Federal prosecutors investigating the role that former President Donald Trump and his allies played in the events leading up to the Jan. 6, 2021, attack on the Capitol have issued a grand jury subpoena to the National Archives for all the documents the agency provided to a parallel House select committee inquiry, according to a copy of the subpoena obtained by The New York Times.
The subpoena, issued to the National Archives in May, made a sweeping demand for “all materials, in whatever form” that the archives had given to the Jan. 6 House committee. Those materials included records from the files of Trump’s top aides, his daily schedule and phone logs and a draft text of the president’s speech that preceded the riot.
It was signed by Thomas Windom, the federal prosecutor who has been leading the Justice Department’s wide-ranging inquiry into what part Trump and his allies may have played in various schemes to maintain power after the former president’s defeat in the 2020 election — chief among them a plan to submit fake slates of pro-Trump electors in states actually won by Joe Biden.
The subpoena was not related to a separate investigation into Trump’s retention and handling of classified documents that were removed from the White House at the end of his tenure and taken to Mar-a-Lago, his private club and residence in Palm Beach, Florida. That inquiry led this month to a court-approved search of Mar-a-Lago during which federal agents carted off several boxes of sensitive materials.
Asking the National Archives for any White House documents pertaining to the events surrounding Jan. 6 was one of the first major steps the House panel took in its investigation. And the grand jury subpoena suggests that the Justice Department has not only been following the committee’s lead in pursuing its inquiry but also that prosecutors believe evidence of a crime may exist in the White House documents the archives turned over to the House panel.
Trump fought the release of the White House papers almost immediately after the House committee first asked the archives for them last August, claiming they were protected by executive privilege.

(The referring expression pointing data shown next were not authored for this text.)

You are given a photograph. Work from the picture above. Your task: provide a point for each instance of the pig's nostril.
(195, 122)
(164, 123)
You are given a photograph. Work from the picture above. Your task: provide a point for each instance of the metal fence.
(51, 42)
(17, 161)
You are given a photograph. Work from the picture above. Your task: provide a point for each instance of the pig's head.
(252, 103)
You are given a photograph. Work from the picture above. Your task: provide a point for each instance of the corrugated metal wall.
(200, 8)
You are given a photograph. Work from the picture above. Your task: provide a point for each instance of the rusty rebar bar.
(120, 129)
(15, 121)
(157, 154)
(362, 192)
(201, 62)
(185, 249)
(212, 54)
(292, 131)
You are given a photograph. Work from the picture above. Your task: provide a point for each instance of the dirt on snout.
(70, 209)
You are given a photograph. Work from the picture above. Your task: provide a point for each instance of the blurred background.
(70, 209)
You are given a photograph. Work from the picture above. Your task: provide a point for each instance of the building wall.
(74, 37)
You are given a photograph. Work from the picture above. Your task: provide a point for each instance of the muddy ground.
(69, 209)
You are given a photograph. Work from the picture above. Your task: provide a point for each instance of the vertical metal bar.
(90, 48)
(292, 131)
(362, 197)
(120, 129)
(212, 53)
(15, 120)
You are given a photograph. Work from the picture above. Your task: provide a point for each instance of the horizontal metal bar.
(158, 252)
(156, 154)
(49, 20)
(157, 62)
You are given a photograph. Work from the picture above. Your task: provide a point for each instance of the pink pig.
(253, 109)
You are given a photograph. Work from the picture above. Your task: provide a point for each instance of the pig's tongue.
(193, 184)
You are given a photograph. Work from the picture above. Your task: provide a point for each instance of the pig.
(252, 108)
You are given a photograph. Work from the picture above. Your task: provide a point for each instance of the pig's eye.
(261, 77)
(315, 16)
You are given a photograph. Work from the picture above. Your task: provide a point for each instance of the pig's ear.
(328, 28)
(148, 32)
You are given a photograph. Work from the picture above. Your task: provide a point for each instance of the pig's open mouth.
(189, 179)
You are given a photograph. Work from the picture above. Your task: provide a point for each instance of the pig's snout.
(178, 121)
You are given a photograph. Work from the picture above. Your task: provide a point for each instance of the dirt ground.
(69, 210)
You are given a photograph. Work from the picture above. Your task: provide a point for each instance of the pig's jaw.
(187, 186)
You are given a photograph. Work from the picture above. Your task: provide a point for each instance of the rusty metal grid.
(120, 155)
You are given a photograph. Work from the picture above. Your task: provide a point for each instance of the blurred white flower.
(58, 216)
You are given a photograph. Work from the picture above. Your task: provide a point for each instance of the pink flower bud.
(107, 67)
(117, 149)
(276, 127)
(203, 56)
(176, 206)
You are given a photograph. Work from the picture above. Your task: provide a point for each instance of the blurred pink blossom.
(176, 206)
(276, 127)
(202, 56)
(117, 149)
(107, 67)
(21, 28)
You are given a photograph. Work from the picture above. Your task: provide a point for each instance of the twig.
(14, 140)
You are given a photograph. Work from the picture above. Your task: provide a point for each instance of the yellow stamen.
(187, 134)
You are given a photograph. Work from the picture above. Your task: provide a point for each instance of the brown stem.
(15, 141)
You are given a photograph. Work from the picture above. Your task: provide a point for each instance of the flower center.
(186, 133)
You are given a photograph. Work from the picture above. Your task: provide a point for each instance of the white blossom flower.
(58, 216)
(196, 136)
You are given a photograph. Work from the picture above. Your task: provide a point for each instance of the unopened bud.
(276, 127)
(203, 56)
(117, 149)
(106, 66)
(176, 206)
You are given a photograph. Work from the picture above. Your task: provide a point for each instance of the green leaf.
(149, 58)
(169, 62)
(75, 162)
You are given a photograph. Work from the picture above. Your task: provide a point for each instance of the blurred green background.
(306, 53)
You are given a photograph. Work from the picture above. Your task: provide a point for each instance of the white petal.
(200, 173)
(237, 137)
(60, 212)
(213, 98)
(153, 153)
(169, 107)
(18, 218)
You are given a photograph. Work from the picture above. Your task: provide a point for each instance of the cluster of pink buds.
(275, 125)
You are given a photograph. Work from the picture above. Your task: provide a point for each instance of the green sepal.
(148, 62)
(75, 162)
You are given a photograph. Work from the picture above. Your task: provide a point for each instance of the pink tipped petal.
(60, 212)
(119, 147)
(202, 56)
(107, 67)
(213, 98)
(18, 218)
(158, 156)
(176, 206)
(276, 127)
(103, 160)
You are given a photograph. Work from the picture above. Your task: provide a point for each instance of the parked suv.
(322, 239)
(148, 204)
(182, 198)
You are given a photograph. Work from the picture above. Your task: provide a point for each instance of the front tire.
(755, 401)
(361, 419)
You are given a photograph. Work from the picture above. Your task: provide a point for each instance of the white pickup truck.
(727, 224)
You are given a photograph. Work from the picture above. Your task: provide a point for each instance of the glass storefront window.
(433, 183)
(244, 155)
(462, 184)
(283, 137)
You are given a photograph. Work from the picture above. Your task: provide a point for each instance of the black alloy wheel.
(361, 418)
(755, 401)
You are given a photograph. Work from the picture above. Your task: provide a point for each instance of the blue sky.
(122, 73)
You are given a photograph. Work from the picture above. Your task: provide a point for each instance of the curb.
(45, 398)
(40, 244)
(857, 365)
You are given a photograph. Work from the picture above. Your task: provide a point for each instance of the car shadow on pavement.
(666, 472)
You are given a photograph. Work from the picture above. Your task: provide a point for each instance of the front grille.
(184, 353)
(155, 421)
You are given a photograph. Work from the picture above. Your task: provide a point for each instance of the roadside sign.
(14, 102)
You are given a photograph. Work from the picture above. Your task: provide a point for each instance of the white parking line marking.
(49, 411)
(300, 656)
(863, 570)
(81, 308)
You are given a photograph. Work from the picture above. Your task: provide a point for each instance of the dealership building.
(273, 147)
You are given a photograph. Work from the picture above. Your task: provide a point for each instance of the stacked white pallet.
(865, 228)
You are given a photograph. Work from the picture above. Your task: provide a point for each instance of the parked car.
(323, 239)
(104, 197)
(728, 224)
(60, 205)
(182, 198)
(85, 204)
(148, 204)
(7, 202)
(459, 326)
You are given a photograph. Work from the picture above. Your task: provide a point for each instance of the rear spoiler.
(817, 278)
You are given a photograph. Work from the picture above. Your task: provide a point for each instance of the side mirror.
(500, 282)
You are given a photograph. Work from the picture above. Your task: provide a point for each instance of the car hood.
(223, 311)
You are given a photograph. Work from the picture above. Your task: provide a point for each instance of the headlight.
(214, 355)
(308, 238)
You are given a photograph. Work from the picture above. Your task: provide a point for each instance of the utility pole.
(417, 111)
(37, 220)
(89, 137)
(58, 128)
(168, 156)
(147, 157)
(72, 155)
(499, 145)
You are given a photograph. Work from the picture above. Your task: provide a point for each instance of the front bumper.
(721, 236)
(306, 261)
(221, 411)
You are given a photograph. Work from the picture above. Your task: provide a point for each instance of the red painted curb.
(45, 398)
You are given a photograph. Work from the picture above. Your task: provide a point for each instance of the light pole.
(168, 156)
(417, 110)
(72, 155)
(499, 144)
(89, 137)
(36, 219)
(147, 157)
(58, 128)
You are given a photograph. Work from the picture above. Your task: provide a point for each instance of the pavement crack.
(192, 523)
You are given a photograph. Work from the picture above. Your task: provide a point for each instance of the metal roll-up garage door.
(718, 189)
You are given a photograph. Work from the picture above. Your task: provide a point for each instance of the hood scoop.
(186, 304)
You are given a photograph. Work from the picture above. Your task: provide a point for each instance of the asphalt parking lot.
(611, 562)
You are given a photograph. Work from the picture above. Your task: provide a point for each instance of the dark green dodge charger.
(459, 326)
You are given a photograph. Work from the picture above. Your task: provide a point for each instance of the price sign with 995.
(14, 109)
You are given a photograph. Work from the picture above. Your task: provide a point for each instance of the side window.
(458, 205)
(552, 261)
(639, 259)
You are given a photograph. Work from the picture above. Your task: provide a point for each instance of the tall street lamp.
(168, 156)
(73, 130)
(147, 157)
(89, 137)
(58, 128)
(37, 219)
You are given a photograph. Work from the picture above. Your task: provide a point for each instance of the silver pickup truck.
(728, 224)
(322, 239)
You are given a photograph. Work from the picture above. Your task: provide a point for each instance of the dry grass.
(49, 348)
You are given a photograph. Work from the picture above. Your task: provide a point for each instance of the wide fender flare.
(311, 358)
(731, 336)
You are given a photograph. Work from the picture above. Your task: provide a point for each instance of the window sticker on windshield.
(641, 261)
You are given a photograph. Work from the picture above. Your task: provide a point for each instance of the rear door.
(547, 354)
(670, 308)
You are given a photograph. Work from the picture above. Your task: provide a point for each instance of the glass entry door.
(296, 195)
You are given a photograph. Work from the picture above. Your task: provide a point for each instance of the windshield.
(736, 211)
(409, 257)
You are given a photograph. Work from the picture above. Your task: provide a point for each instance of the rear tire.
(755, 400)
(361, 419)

But in January, after protracted litigation, the case reached the Supreme Court, which ruled against Trump, clearing the way for the panel to get access to the material.
During the court fight, it was revealed that Trump had asserted executive privilege over at least 770 pages of documents. They included records from the files of Mark Meadows, his former chief of staff; Stephen Miller, one of his former senior advisers; and Patrick Philbin, his former deputy counsel.
Trump also objected to the release of the White House Daily Diary — a record of the president’s movements, phone calls, trips, briefings, meetings and activities — as well as logs showing phone calls to the president and to Vice President Mike Pence concerning Jan. 6.
The trove of documents obtained by the committee also included proposed talking points for Kayleigh McEnany, Trump’s former press secretary, and a draft text of a presidential speech for the “Save America” rally that preceded the attack on the Capitol.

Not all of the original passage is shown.